Amongst the numerous nanoparticle manufacturing methods available, microfluidics synthesis has appeared as the gold standard thanks to its unique ability to synthesize uniform nanoparticle populations, both at very small and very large scales. This solvent-based synthesis process goes beyond the mere microfluidic mixing of solutions but also involves several post-processing steps which are crucial to ensure nanoparticle stability and minimize their toxicity. Through this review, we will focus on the most important processing steps following the nanoparticle generation: the purification of the nanoparticle solution.
To this end, you will learn about the importance of purification during polymeric and lipid nanoparticle fabrication. Subsequently, we will provide a comprehensive overview of the prevailing nanoparticle purification methods including centrifugation/ultrafiltration, Tangential Flow Focusing (TFF), and Dialysis.
The importance of downstream nanoparticle purification
As introduced in our nanoparticle synthesis by microfluidics review, whether it is for Lipid nanoparticles (LNP), liposomes, or lipid-based nanoparticles, the first step of the nanoparticle synthesis process by microfluidics involves the fast and accurate mixing of a solvent solution (Usually ethanol for RNA-LNP) with an anti-solvent solution (typically low pH water) using a micromixer, leading to the nanoparticle formation.

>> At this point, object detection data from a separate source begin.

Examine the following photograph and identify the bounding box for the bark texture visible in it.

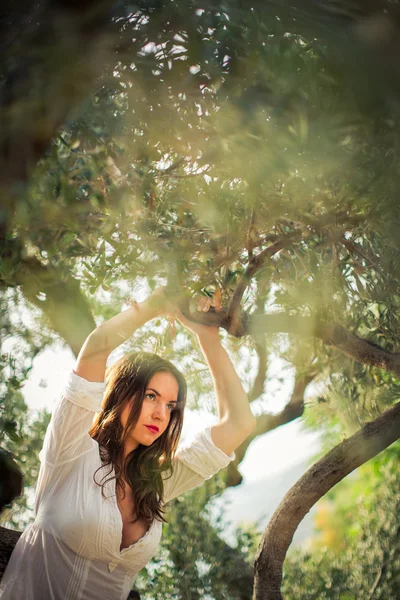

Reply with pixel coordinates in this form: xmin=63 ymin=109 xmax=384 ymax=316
xmin=253 ymin=403 xmax=400 ymax=600
xmin=0 ymin=526 xmax=22 ymax=580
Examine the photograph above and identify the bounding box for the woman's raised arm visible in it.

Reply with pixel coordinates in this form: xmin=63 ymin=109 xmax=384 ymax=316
xmin=178 ymin=298 xmax=256 ymax=455
xmin=74 ymin=289 xmax=169 ymax=381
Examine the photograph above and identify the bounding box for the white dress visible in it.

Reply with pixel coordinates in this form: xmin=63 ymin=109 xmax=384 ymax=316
xmin=0 ymin=373 xmax=234 ymax=600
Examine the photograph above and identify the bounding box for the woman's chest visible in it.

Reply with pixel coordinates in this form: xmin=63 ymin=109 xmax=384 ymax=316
xmin=117 ymin=485 xmax=151 ymax=550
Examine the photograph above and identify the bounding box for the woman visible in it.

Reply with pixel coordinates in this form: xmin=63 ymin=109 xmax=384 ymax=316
xmin=0 ymin=290 xmax=254 ymax=600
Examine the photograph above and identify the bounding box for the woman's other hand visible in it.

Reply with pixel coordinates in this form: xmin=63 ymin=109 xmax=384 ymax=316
xmin=172 ymin=295 xmax=222 ymax=342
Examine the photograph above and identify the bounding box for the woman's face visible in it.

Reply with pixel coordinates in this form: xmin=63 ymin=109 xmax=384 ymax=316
xmin=121 ymin=371 xmax=179 ymax=454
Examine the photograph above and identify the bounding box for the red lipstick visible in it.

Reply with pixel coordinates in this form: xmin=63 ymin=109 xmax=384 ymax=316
xmin=145 ymin=425 xmax=158 ymax=433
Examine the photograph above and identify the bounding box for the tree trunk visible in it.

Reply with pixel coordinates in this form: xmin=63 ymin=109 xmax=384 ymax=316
xmin=253 ymin=402 xmax=400 ymax=600
xmin=0 ymin=526 xmax=22 ymax=580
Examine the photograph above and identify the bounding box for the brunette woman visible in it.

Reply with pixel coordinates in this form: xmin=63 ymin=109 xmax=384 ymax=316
xmin=0 ymin=291 xmax=255 ymax=600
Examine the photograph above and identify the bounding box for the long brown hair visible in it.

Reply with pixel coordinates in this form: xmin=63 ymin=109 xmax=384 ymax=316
xmin=89 ymin=352 xmax=186 ymax=522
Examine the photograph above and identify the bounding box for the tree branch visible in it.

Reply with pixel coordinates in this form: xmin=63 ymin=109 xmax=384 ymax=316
xmin=225 ymin=231 xmax=301 ymax=333
xmin=253 ymin=402 xmax=400 ymax=600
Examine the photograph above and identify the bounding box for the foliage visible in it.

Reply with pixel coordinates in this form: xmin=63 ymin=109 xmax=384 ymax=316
xmin=282 ymin=443 xmax=400 ymax=600
xmin=135 ymin=477 xmax=258 ymax=600
xmin=0 ymin=292 xmax=50 ymax=528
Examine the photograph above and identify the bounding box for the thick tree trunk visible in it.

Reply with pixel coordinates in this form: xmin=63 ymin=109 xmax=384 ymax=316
xmin=253 ymin=402 xmax=400 ymax=600
xmin=0 ymin=526 xmax=22 ymax=580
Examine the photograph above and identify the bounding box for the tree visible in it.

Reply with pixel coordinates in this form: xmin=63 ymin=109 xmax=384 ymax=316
xmin=1 ymin=2 xmax=400 ymax=596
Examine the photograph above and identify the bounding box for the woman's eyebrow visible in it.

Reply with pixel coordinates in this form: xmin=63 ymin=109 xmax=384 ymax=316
xmin=146 ymin=388 xmax=178 ymax=404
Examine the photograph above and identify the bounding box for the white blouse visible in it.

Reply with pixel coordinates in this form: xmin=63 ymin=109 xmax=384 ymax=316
xmin=0 ymin=373 xmax=234 ymax=600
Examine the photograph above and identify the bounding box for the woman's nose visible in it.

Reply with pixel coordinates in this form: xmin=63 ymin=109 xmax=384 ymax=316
xmin=153 ymin=402 xmax=168 ymax=421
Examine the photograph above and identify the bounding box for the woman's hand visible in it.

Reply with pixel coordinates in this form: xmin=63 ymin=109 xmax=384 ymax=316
xmin=171 ymin=296 xmax=222 ymax=342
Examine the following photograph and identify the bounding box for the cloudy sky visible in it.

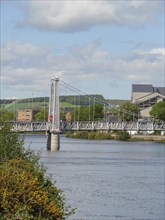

Due to the use of solvent in this core mixing step, the resulting nanoparticles are obtained in a suspension that typically contains 20 to 33% ethanol at low pH, which causes three main limitations:
Stability
The remaining solvent in the solution prevents them from reaching their final organization, making them prone to degradation.
Toxicity
The excess solvent as well as the low pH in the solution would be toxic if used as is on cells.
Purity
There can be some remaining free drug or NP precursor left in the solution, which one wants to remove.
The purification step is therefore crucial to lower the sample toxicity, remove any free drug and NP precursors left, and increase the stability of the nanosuspension.
Nanoparticle purification methods
Numerous methods are available for nanoparticle suspension purification, here is an introduction to the main ones. Before going any further, beware that though necessary this purification step leads to major changes in the critical parameters of the synthesized nanoparticle (size, PDI, EE%), such as illustrated in our article on the importance of dialysis for nanoparticles synthesized by microfluidics.
Centrifugation and ultrafiltration
Centrifugation and ultrafiltration use centripetal forces to concentrate NPs into a pellet and separate them from the solvent. In the case of centrifugation, the supernatant is removed by pipetting and the pellet is resuspended in a suitable buffer. Often, this needs to be repeated two or three times to ensure complete removal of the solvent. Ultrafiltration is a membrane-based separation method. The sample is placed on a nanoporous membrane and the tube is subsequently centrifuged to let the solvent flow through the membrane due to the trans-membranous pressure difference. The pellet formed is then resuspended in a clean buffer.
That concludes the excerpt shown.